Increase sentencing lengths and prisoner counts translate into higher revenue for the companies, which typically have occupancy guarantees built into their contracts. Nearly two-thirds of contracts that private prisons have with federal and state governments include such guarantees in the form of quotas or monetary penalties for empty prison cells. The guarantees range in each state from 80 percent to 100 percent, with 90 percent as the most frequent occupancy guarantee requirement, according to In The Public Interest, a research and advocacy group. Those guarantees mean that the government has to pay for empty prison beds anyway, leaving little budgetary incentive to reduce prison populations. 

As the largest private prison operator in the U.S., CCA manages more than 60 prison facilities that house some 80,000 inmates, or more than 60 percent of all privately owned prison beds in America, according to Quartz. The company had 2014 revenues of $1.65 billion.

The Columbia University announcement comes on the heels of the release of a study that found private prisons keep inmates 4 percent to 7 percent longer than inmates serving similar sentences in public prisons, which equals two to three months. In addition, prisoners incarcerated in private prisons are 15 percent more likely to be cited for an infraction while serving their sentences, according to the report.

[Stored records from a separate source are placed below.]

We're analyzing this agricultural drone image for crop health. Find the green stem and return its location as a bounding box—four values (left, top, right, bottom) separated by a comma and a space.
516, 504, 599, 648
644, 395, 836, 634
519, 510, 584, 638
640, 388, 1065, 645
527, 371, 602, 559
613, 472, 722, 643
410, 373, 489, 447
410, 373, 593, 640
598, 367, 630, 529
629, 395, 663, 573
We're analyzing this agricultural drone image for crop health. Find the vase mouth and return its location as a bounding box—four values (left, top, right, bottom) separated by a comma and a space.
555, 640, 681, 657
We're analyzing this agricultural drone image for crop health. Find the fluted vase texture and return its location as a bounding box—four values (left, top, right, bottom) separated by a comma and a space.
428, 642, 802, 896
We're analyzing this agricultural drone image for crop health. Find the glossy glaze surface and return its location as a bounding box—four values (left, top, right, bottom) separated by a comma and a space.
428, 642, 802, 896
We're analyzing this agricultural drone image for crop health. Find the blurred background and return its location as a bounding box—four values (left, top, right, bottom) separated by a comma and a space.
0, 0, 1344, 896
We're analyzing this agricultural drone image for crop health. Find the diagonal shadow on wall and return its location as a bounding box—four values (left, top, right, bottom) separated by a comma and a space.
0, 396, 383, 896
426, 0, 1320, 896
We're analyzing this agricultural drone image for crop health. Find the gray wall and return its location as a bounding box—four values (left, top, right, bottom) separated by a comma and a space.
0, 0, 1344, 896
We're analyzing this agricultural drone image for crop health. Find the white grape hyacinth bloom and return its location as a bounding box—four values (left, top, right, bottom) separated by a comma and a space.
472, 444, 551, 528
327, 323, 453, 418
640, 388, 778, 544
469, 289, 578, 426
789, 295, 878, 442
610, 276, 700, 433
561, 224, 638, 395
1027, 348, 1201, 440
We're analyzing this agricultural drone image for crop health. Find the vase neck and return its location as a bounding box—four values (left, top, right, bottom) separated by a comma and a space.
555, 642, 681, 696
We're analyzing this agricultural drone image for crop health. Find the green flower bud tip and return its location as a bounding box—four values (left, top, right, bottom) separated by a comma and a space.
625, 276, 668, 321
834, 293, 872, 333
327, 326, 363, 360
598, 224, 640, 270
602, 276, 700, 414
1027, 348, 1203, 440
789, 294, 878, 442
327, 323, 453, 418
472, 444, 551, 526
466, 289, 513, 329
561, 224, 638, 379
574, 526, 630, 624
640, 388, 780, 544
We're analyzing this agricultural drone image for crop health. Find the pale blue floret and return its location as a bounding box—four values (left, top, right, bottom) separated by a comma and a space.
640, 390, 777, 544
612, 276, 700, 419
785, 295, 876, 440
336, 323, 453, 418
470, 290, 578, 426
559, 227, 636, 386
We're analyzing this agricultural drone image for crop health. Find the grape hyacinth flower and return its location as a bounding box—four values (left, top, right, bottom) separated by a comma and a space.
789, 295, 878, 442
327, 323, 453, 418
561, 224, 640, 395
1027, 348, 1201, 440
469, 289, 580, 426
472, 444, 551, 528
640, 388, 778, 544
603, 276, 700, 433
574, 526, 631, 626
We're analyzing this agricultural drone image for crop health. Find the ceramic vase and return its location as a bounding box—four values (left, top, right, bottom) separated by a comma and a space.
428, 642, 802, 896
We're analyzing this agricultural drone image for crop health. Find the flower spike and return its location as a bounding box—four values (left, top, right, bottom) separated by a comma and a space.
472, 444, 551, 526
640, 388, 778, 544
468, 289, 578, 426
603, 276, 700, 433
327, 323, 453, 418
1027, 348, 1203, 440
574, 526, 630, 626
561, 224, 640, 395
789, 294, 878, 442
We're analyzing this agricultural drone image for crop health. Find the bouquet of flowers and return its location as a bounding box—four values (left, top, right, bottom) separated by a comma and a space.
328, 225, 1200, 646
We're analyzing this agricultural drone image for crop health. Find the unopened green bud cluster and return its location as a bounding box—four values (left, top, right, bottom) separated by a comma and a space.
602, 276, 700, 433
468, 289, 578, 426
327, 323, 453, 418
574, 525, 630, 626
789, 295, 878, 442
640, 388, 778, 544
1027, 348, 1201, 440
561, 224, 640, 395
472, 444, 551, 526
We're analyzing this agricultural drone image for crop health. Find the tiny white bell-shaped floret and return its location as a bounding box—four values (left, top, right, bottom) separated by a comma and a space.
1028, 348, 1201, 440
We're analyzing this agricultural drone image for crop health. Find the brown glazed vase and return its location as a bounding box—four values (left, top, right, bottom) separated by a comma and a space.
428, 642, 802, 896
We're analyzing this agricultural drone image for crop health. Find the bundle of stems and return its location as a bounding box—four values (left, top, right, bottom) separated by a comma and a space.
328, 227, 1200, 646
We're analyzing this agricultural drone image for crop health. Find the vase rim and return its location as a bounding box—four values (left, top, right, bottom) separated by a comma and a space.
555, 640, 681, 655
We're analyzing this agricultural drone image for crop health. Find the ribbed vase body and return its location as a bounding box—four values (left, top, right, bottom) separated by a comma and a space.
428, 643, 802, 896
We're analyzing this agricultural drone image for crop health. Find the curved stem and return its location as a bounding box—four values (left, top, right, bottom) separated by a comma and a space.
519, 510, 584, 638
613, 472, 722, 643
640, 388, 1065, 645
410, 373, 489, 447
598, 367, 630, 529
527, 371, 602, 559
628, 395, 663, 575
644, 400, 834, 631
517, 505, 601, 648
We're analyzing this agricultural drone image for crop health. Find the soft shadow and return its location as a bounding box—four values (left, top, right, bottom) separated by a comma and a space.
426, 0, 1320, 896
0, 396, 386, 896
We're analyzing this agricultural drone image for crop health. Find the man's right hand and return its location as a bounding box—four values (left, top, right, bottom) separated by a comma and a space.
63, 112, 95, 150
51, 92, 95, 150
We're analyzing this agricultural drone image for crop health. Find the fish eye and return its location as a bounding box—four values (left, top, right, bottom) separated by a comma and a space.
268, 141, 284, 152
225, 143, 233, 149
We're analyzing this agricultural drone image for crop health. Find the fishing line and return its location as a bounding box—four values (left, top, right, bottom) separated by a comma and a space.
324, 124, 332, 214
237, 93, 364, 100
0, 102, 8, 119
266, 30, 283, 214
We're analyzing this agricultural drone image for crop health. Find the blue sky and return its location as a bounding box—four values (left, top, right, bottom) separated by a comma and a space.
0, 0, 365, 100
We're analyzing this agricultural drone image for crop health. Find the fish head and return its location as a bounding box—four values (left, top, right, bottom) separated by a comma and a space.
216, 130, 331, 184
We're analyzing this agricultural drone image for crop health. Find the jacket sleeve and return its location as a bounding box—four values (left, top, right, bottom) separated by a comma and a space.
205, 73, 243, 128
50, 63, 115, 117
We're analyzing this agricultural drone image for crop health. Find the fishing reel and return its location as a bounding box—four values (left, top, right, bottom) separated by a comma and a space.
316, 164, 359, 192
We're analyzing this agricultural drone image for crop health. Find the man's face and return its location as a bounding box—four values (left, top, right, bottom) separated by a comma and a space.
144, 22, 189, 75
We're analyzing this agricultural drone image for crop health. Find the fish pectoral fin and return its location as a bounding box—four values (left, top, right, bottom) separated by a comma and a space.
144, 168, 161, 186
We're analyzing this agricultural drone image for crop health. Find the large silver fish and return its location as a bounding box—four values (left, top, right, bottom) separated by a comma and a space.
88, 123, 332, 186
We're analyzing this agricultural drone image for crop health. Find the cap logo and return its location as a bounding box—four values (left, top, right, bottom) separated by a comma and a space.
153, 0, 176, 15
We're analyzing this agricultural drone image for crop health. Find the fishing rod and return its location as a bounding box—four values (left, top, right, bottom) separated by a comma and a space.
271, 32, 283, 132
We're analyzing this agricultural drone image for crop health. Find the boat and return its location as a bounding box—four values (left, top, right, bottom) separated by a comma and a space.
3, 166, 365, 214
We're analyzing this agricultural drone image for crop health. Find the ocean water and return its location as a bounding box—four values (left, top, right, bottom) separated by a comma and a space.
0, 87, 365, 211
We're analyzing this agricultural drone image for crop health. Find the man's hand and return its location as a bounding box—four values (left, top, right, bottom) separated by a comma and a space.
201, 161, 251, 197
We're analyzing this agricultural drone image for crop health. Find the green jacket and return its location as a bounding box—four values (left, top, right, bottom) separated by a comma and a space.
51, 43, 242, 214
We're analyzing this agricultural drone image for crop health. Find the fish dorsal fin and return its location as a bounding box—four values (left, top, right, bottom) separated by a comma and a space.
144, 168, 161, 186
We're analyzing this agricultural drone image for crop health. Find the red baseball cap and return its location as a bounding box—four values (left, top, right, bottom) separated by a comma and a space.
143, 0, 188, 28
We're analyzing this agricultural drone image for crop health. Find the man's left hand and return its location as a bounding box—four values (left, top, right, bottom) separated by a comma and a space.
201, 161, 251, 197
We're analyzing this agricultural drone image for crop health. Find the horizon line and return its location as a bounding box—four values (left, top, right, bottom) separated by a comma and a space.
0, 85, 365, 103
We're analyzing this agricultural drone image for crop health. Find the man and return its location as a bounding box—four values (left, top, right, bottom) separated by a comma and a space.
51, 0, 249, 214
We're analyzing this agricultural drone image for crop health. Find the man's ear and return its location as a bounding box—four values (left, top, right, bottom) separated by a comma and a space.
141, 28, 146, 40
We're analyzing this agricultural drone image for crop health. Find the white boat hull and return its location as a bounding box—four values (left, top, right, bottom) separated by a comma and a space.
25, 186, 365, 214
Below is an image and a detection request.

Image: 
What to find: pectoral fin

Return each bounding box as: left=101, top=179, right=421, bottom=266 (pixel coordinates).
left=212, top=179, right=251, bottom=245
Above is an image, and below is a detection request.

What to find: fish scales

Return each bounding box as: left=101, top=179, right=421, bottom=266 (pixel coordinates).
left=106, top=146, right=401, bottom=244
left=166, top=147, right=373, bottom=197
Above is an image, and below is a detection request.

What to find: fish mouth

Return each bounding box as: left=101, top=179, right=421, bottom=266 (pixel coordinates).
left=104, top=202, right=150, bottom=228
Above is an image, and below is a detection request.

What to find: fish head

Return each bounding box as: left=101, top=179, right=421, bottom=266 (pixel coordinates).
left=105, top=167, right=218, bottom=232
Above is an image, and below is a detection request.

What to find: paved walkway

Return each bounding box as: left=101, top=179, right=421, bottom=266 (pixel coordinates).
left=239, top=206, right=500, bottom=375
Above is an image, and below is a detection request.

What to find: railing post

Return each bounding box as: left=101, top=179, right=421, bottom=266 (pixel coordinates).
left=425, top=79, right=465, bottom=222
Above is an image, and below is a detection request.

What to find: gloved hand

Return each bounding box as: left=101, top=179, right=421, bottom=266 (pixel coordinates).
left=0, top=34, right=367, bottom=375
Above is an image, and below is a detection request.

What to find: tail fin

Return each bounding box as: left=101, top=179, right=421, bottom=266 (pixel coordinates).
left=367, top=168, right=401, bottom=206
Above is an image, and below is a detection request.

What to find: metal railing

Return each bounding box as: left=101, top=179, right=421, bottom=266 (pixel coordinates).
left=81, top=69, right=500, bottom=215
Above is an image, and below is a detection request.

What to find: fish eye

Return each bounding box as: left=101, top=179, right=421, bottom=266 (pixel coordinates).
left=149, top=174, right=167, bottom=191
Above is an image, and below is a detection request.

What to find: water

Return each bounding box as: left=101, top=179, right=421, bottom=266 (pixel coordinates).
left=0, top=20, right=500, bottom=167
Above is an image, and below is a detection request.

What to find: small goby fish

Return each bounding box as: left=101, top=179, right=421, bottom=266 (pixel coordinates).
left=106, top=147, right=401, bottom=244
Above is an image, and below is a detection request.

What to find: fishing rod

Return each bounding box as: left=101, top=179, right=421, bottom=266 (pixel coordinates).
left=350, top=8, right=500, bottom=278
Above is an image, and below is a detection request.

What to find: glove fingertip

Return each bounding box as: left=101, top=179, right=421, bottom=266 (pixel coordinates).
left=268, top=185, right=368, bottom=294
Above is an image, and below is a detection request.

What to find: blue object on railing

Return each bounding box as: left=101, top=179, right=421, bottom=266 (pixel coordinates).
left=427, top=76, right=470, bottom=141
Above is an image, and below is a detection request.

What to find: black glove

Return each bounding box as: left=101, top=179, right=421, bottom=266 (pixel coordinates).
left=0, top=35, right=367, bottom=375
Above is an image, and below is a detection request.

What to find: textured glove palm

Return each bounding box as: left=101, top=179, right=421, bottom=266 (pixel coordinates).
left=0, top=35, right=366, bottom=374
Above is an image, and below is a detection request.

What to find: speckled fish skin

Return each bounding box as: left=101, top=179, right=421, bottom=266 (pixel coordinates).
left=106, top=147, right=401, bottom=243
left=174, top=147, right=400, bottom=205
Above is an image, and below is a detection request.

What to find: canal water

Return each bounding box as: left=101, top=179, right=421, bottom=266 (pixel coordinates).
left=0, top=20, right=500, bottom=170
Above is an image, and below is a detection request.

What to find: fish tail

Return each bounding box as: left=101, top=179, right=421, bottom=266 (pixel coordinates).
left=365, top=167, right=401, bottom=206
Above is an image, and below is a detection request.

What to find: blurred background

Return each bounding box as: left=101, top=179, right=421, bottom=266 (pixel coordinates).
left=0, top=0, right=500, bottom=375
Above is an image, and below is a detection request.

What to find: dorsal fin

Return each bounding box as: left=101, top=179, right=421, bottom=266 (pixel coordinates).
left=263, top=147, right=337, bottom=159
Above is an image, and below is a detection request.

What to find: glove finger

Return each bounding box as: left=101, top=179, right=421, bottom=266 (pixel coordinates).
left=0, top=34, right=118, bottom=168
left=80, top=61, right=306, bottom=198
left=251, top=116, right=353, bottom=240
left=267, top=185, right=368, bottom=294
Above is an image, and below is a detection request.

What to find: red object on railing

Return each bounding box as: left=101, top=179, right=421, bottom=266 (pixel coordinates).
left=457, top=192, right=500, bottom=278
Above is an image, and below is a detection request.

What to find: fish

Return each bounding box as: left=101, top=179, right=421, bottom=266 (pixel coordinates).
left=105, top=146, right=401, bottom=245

The prisons themselves don’t determine whether a prisoner should be released early, though. Parole boards are the deciding factor, and they usually base their decision on an inmate’s behavior. But prison management factors into those decisions. Anita Mukherjee, the Wisconsin School of Business assistant professor who conducted the recent study, found that private prisons do whatever they can to cut costs. One of the main ways they do this is hiring less experienced guards that have lower salaries and higher turnover. In an effort to maintain authority, these inexperienced guards are more likely to hand out violations to inmates, and parole boards are then influenced by these infractions.

Although Columbia Prison Divest acknowledges the university’s divestment isn’t large enough to directly impact the companies’ revenue, “what’s important is that it’s a political statement that says investing in private prisons is toxic, it’s not socially acceptable,” Every-Wortman says. “Our hope is other institutions will be urged to do the same and that then will make this impact larger.”